I combined all thoughts and it kind of flowed into this poem that while not perfect, has it’s points. We all feel a little indecisive. And poet Susan Wooldridge challenged me last year to write a poem about lettuce. I never got around to having anything that worked, until adding it into this gem today. So much is in here, unpacked, emotional. I know Christa would understand. Dona and Mels too.
And for a chuckle, watch this bit from an old NBC show called Ed. It explains a line from this poem.
A Ripple of Distortion
It’s tax day, but taxes aren’t due.
Overcast — the sky is more subdued
less spangle sparkle bright — perfect.
I wake up praying. Things are so uncertain.

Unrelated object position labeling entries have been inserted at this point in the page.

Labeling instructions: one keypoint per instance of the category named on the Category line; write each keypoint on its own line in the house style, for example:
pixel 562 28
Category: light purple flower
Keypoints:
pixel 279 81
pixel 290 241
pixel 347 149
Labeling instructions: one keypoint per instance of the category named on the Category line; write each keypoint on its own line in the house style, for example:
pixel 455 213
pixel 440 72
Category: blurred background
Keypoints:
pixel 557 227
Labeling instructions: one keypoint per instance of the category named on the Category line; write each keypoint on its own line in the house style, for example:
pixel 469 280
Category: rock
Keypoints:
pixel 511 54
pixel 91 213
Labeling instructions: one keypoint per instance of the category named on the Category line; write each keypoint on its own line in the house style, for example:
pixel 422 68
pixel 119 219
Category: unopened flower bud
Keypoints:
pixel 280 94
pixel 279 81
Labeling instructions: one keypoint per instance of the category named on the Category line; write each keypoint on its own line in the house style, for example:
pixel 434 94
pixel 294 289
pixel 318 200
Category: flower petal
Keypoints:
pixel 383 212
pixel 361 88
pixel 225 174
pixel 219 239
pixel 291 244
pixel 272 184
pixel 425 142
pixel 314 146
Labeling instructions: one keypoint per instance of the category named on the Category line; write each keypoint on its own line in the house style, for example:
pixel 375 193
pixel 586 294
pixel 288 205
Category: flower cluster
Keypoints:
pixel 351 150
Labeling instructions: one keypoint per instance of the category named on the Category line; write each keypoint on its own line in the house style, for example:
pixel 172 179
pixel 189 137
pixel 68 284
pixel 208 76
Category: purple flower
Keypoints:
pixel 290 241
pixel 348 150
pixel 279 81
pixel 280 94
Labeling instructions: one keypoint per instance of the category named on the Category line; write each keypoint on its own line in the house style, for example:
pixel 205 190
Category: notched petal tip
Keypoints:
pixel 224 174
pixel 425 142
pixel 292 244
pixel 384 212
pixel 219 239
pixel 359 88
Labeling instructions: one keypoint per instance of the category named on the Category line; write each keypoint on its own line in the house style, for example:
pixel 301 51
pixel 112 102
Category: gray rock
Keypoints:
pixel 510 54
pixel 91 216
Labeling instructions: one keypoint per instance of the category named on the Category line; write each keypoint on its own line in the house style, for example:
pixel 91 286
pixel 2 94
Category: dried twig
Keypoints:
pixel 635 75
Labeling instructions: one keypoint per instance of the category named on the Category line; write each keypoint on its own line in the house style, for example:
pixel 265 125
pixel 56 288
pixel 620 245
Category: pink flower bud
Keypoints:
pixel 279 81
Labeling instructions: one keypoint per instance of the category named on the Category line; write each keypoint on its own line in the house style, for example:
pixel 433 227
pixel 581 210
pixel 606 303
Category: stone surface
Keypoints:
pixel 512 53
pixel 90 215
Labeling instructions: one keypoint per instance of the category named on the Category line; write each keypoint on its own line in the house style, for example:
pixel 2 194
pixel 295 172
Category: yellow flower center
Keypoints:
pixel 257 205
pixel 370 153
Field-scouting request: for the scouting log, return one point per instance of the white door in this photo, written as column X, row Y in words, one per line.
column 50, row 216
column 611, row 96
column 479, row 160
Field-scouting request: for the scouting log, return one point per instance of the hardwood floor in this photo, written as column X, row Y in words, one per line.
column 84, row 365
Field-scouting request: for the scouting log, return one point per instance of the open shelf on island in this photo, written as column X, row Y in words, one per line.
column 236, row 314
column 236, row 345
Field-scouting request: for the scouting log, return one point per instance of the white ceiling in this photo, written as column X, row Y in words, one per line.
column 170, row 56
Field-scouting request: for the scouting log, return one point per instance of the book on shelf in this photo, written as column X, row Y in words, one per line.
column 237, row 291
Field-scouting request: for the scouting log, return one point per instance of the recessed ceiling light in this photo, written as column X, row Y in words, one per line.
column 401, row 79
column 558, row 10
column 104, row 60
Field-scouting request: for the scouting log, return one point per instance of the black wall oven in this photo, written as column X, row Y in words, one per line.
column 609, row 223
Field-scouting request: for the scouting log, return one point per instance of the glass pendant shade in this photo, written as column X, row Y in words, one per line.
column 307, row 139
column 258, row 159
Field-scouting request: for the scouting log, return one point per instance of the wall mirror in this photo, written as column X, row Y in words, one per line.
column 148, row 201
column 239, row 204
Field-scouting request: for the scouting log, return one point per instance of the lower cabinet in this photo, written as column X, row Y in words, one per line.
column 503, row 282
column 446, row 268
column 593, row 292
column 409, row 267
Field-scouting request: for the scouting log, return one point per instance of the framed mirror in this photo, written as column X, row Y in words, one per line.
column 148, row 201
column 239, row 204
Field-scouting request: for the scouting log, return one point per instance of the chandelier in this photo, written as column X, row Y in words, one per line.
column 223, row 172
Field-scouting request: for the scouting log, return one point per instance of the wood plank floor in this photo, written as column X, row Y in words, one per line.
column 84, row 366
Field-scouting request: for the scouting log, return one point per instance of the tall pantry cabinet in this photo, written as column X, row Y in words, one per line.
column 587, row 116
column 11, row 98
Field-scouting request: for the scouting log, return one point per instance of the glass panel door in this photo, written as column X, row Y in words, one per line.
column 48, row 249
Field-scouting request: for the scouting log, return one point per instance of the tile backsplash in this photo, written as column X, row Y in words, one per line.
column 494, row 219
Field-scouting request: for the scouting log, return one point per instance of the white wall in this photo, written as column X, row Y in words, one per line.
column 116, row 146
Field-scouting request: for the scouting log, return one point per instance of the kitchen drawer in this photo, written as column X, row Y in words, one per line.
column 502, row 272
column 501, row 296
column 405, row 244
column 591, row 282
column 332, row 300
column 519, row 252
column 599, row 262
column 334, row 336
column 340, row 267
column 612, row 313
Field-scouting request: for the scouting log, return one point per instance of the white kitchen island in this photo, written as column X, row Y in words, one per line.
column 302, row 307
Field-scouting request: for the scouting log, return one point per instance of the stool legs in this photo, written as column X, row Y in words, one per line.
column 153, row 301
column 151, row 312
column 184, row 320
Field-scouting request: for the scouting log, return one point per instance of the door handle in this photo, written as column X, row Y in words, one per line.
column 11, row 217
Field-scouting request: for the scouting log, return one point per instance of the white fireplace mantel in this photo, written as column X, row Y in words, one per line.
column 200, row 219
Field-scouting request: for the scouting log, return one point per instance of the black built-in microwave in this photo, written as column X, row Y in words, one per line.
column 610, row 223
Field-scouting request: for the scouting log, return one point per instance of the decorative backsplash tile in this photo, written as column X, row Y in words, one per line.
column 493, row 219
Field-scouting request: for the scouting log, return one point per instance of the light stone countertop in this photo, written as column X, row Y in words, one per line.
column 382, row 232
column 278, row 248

A line of wobbly silver reflection run down the page
a mosaic of reflection as effective as a rippling pool
distortion is only as good as the subject known
A cow could be a boulder
a tree turns to a feather
What if I’m not who I seem to be?
Maybe I’m not who you’ve ever known
Plant lettuce seed, it looks like a weed
until it has three fourfivesix leaves
say it funny, Le-toose, it’s not what it seems till it is.
What have I become? Where do I fit in ?
I bite, snarl, fall apart into a puddle of razor blade teeth.
Sugar coat me and I’ll be as sweet as the sun is fierce.
Take me out in the rain, I melt
you see the rust hiding under a silk exterior
I’m a heartbeat of uncertainty
a weight of indecision
my feet slap the pavement
I’ve walked more miles than you could imagine
wearing a hole in the asphalt,
a groove runs down my pat
parallel to the imaginary yellow lines.
I’m wobbly two faced in the tiled reflection
Two things at war.
Let me get back to the thick of things.
Or let me sit in the sun and take in all the sky has to pour down on me.